Педагогический коллектив Мезиновки насчитывал в тот год около полусотни членов и заметно влиял на жизнь посёлка. Здесь было четыре школы: начальная, семилетняя, средняя и вечерняя для рабочей молодёжи. Солженицын получил направление в среднюю школу — она находилась в старом одноэтажном здании. Учебный год начинался августовской учительской конференцией, так что, прибыв в Торфопродукт, учитель математики и электротехники 8 – 10 классов успел съездить в Курловское районо на традиционное совещание. Ехали в кузове грузовика, по дороге останавливались — перекусить, выпить, тоже по заведённой традиции. Звали, конечно, и его. «Казалось, Солженицыну представилась редкая возможность — сразу “войти” в коллектив, но почему-то он ею не воспользовался», — недоумевали сослуживцы. Как же можно игнорировать товарищеское застолье, такой быстрый и лёгкий способ неформального знакомства?

«Исаич», как его окрестили коллеги, мог бы при желании сослаться на тяжёлую болезнь, но нет, он ни с кем о ней не заговаривал. Только видели, как он ищет в лесу берёзовый гриб-чагу и какие-то травы, а на вопросы коротко отвечает: «Лечебные напитки делаю». Ему считали стеснительным: всё-таки пострадал человек… Но дело было совсем не в этом: «Я приехал со своей целью, со своим прошлым. Чтó они могли знать, чтó я мог им рассказать? Я сидел у Матрёны и каждую свободную минуту писал роман. Чего ради я буду болтать про себя? У меня такой манеры не было. Я был конспиратор до конца». Потом все привыкнут, что этот худой, бледный, высокий мужчина в костюме и галстуке, носивший, как и все учителя, шляпу, пальто или плащ, держит дистанцию и ни с кем не сближается. Промолчит, когда через полгода придёт документ о реабилитации — просто школьный завуч Б. С. Процеров получит уведомление из поселкового совета и пошлёт учителя за справкой. Никаких разговоров, когда начнёт приезжать жена. «Какое кому дело? Живу у Матрёны и живу». Многих настораживало (не шпион ли?), что он повсюду ходит с фотоаппаратом «Зоркий» и снимает совсем не то, что обычно снимают любители: вместо родных и знакомых — дома, фермы-развалюхи, скучные пейзажи.

…Ещё летом он оставил бывшей жене свой новый адрес: «Если ты имеешь к тому желание и считаешь это возможным — можешь мне писать». Письмо с припиской: «тепло вспоминаю нашу последнюю встречу» — Решетовская сочла сигналом к действию.

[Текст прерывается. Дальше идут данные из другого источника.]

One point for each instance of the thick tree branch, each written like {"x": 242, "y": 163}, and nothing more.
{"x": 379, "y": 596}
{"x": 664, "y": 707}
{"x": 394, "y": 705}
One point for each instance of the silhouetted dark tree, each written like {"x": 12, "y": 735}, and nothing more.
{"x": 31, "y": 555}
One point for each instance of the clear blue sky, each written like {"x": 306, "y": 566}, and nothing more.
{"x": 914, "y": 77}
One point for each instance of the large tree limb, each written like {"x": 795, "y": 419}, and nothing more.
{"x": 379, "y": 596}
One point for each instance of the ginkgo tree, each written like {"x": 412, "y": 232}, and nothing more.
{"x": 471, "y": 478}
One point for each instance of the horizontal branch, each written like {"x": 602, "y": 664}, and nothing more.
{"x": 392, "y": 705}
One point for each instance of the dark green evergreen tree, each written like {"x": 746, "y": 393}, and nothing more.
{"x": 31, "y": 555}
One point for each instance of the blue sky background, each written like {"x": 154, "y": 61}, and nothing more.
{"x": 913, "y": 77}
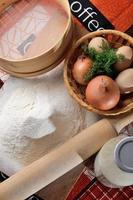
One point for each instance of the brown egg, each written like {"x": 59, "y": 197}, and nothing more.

Она писала, не дожидаясь августа, ездила на исповедь к Лиде. Кроткая, благоразумная Лида, с большой симпатией относясь к новой Наташиной семье, пыталась образумить подругу. Не тут-то было. Плотину прорвало. Наташа оставила у Паниных свои лихорадочные письма с листками аспирантских дневников; Саня, как считала она, перед отъездом из Москвы их непременно заберёт. И с сентября стала слать ему письмо за письмом.

Отвечая ей из Мильцева, Солженицын не без упрека размышлял: «Ты всегда говорила, будто в твоей в душе звучит музыка… Ты играешь Шопена, Шуберта, Бетховена. Неужели они тебе не подсказали, как быть? Неужели они тебе не помешали, сойдясь с другим человеком, полтора года молчать, ни слова мне не говоря?» Он приводил все возможные аргументы, чтобы держать её на расстоянии. «А как же твоё “материнство”, которое так “наполняло” твою жизнь, и которое было тебе так необходимо? А подумала ли ты о моей болезни? Ведь ты меня видела сейчас в расцвете сил… Ведь болезнь моя смертельная и неизлечимая, вопрос только — на сколько лет она мне дала отдышаться».